In search of the lost chord
In 1877, Arthur Sullivan composed one of the most successful songs of the 19th Century. It was based on a poem by Adelaide Anne Procter, from 1858 and it was called The Lost Chord:
Seated one day at the organ,
I was weary and ill at ease,
And my fingers wandered idly
Over the noisy keys.
I know not what I was playing,
Or what I was dreaming then;
But I struck one chord of music,
Like the sound of a great Amen.
The search for that lost perfect chord which will melt us on the spot has been going on some time. So, what have people come up with?
The Mystic Chord
Let’s start with the Mystic Chord, used by Russian composer Alexander Scriabin. It contains the notes C F# Bb E A D:
Scribian describes the chord as ‘designed to afford instant apprehension of what was in essence beyond the mind of man to conceptualise. Its preternatural stillness was a gnostic intimation of a hidden otherness.’ I’m glad he’s clarified things!
I’m afraid I don’t get the mystic chord at all. Onwards …
The Heaven Chord
Jonny May suggests Cmaj9/E as the Heaven Chord – ‘the most beautiful piano chord’. Not only does Jonny regard this as a beautiful chord but a useful one too in that it can be used in place of a simple major triad. The left hand of the piano plays E G C and the right hand plays D G B. So that’s a C major triad with the E note as bass plus a major seventh, plus a ninth.
The most beautiful chords on guitar
Marco Cirillo suggests the following chord as his favourite. It’s an A major with an added 9th and with a C# bass, played on the seventh fret but with open 5th and 2nd strings.
Michael Dunkley has another chord in mind. What he calls ‘the most beautiful chord that you’ve ever heard.’ It’s an Emaj7 with an added 6th and added 9th:
Why have one chord when you can have 12?
Derik Nelson goes further and suggests 12 beautiful chords. That’s Cadd4, Dbsus2, Dmaj9, Ebmaj9, Em9, Fmaj7, F#m11, Gadd9, Abm9, Aadd9, Bb6/9, Bm7add11. Download his PDF to see how to play these on guitar or piano. This really is a lovely sequence, with the root note of the chord rising up a semitone each time.
Extended chords can sound great when sung by a choir.

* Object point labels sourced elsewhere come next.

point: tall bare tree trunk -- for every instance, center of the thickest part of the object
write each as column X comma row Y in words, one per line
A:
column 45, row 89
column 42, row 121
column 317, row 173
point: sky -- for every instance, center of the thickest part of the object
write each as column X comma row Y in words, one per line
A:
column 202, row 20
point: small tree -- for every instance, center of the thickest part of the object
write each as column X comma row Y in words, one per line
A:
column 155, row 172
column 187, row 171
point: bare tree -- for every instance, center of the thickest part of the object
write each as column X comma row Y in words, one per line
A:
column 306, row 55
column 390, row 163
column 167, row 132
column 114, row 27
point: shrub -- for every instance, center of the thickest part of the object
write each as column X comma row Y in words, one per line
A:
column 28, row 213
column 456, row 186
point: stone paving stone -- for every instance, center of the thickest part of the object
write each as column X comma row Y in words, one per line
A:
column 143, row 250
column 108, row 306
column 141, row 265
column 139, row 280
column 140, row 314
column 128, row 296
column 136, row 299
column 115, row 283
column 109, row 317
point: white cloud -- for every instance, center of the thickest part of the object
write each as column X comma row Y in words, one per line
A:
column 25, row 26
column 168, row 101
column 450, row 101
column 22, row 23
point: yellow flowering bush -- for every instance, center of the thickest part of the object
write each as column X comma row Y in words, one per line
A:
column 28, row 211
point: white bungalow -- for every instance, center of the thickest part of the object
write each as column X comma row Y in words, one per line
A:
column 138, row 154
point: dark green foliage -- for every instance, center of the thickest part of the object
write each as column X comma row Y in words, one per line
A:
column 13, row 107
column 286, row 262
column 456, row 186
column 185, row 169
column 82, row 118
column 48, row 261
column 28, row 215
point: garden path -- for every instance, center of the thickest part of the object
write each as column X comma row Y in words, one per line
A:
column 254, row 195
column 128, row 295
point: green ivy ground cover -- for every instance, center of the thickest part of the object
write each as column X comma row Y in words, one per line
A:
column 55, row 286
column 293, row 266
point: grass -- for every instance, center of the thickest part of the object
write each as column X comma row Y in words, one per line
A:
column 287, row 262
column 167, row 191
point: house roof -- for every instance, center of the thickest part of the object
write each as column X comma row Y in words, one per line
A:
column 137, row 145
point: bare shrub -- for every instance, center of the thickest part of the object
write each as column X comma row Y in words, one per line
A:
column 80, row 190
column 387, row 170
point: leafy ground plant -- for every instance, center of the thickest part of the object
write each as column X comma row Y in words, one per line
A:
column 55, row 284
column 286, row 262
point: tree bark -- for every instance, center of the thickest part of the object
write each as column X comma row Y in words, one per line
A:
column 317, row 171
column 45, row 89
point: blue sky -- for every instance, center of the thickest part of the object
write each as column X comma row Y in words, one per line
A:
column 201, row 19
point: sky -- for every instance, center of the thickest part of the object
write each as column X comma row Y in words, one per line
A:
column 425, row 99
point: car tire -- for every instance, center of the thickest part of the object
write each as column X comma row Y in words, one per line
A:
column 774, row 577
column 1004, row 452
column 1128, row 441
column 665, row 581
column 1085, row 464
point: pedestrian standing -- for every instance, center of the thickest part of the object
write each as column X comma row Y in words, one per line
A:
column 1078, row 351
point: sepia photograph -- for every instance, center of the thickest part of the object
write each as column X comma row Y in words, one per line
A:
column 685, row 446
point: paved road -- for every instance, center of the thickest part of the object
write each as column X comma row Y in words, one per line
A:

Here are Derik Nelson’s 12 chords in vocal form:
The Hendrix chord
So far, we’ve concentrated on beautiful harmonies but what if the lost chord was actually rather discordant?
The so-called Hendrix chord is a 7th with a sharpened 9th. You’ll recognise it:
Right under our noses
Talking of Hendrix, it’s said that Jimi was able to spend hours just playing around on a guitar with an open E major chord – just the simple triad of E, G# and B. On a guitar, it’s particularly nice as you get to play an open 6th string as the root with a simple shape on top. Perhaps, the lost chord has been under our noses all along!